入夜,安湄独自坐在屋里,把那幅陆怀瑾的画像铺在桌上,沈芸初搬了个凳子坐在她旁边,双手托腮,说安姐姐,你说那个陆怀瑾到底想干什么,他费了这么大的劲,就为了一个铁矿?安湄说那不是一个普通的铁矿,那是一个能左右局势的东西。谁控制了铁矿,谁就控制了兵器,谁控制了兵器,谁就……
安湄没有说下去。她把画像收起来,端起红枣汤喝了一口,说很晚了,去睡吧。沈芸初站起来,出了门,门没关严,风从门缝里灌进来,吹得烛火摇摇晃晃。安湄起身去关门,站在门口,看见院子的对面,沈逸之屋里的灯还亮着。

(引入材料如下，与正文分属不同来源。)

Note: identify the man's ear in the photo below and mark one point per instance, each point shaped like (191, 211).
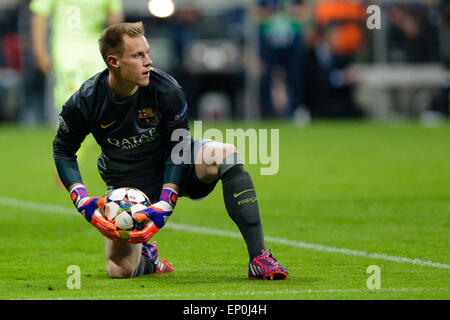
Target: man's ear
(112, 61)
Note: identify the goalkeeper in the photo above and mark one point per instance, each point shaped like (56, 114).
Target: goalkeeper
(133, 111)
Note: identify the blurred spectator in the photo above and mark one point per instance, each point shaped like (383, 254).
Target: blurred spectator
(439, 107)
(282, 52)
(10, 62)
(332, 46)
(412, 33)
(75, 28)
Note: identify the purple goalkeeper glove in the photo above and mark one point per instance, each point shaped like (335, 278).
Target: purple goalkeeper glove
(161, 210)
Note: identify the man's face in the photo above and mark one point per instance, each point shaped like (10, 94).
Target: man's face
(134, 63)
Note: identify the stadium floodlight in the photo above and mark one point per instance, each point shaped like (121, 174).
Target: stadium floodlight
(161, 8)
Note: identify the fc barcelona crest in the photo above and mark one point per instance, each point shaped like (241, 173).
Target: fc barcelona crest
(146, 116)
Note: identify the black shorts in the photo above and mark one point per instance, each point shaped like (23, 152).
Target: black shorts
(192, 187)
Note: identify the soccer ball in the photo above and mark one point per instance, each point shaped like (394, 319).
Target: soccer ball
(120, 206)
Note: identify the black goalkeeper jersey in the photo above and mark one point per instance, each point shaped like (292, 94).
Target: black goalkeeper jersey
(134, 134)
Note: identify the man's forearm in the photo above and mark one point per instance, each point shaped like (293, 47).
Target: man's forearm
(68, 172)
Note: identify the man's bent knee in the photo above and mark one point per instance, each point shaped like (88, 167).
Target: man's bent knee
(119, 269)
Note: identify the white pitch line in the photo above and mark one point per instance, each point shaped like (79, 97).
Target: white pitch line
(22, 204)
(250, 293)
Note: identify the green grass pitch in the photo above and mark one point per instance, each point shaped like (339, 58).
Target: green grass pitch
(343, 189)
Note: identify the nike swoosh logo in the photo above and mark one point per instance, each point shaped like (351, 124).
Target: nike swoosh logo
(104, 126)
(238, 194)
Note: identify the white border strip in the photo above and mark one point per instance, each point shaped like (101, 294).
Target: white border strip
(207, 295)
(28, 205)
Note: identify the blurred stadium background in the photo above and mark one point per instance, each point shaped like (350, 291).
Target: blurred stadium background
(225, 54)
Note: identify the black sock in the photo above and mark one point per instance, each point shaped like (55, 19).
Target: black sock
(242, 206)
(144, 267)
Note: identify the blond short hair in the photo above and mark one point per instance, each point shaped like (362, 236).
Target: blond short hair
(111, 42)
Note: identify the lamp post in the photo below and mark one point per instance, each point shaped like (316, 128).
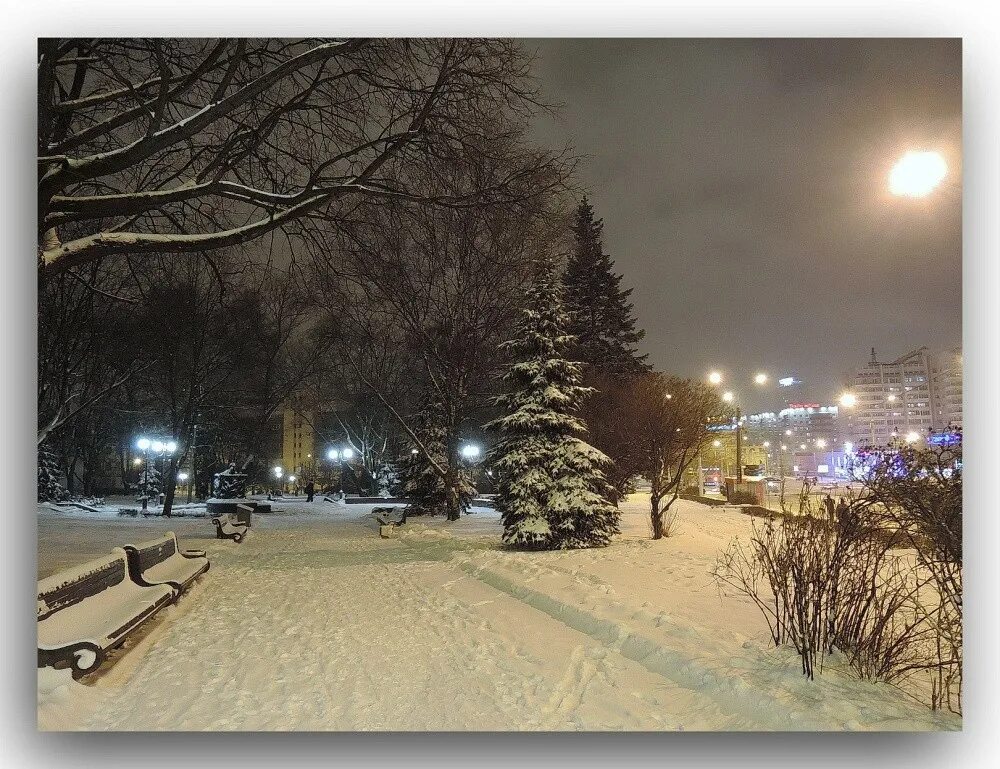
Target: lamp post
(159, 447)
(715, 378)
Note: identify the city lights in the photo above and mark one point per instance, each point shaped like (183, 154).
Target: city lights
(916, 174)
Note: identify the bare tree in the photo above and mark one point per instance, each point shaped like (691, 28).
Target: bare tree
(443, 284)
(671, 418)
(189, 145)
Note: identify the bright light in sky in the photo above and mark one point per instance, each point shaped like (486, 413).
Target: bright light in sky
(916, 174)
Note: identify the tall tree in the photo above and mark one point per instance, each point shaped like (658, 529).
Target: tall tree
(182, 145)
(671, 418)
(601, 317)
(552, 492)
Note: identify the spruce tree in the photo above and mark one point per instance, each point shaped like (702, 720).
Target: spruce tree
(49, 488)
(552, 493)
(601, 317)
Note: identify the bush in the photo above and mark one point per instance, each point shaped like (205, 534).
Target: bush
(824, 586)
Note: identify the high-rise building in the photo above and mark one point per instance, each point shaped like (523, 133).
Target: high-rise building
(298, 447)
(946, 389)
(916, 393)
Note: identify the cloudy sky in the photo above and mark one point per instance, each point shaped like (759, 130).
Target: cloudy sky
(743, 185)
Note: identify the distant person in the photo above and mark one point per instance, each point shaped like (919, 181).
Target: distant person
(842, 511)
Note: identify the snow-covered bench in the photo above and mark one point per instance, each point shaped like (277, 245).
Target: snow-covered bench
(161, 562)
(387, 526)
(227, 527)
(243, 513)
(86, 610)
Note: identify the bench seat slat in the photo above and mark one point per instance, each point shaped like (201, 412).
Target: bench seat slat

二月二十五,天没亮周全就来敲门了。安湄睁开眼,窗外黑漆漆的,风声里夹着远处传来的几声狗叫。周全压低声音说黑风寨的人昨晚摸到了山脚下,烧了两间空屋,还放话明天来取地契,沈逸之气得一夜没睡。
安湄洗漱完出来,看见沈逸之坐在议事厅的台阶上,手里拿着一把刀,刀刃插在石缝里,两只手搭在刀柄上,下巴搁在手背上,眼睛直直地盯着地面。安湄走过去,在他旁边站定,问他想好了吗。沈逸之说想好了,打。安湄说打得过吗。沈逸之说打不过也要打。安湄说你打不过,你的人心不齐,还没打自己先乱了。沈逸之抬起头,眼睛里有血丝,说那怎么办,难道真把铁矿给他?
安湄说谁说要给他了,我说的是等人来救你。
天亮之后,寨子里的人三三两两聚在一起,议论纷纷。有人说出山的路被堵了,粮食撑不了多久,不如跟马三刀拼了;有人说拼什么拼,人家有刀有枪,拿鸡蛋碰石头;还有人说不拼也得拼,不拼就是等死。吵着吵着,两拨人红了眼,差点动起手来。林虎站在中间,把他们隔开,说这个时候了还吵,嫌命长是不是。两边都不吭声了,但谁也不看谁,各退了一步,甩袖子走了。
安湄站在远处看着,没过去。沈芸初跟在她身后,小声说这些人真有意思,大敌当前还吵架。安湄说越是大敌当前越容易吵架,心里怕了,嘴上就硬了。沈芸初似懂非懂地哦了一声。
中午,霍怀远伤口又出血了。白芷给他换药的时候发现他昨天夜里偷偷练刀,伤口崩开了,血把绷带都浸透了。白芷很生气,说你不要命了。霍怀远说躺了这么多天再躺下去骨头都锈了。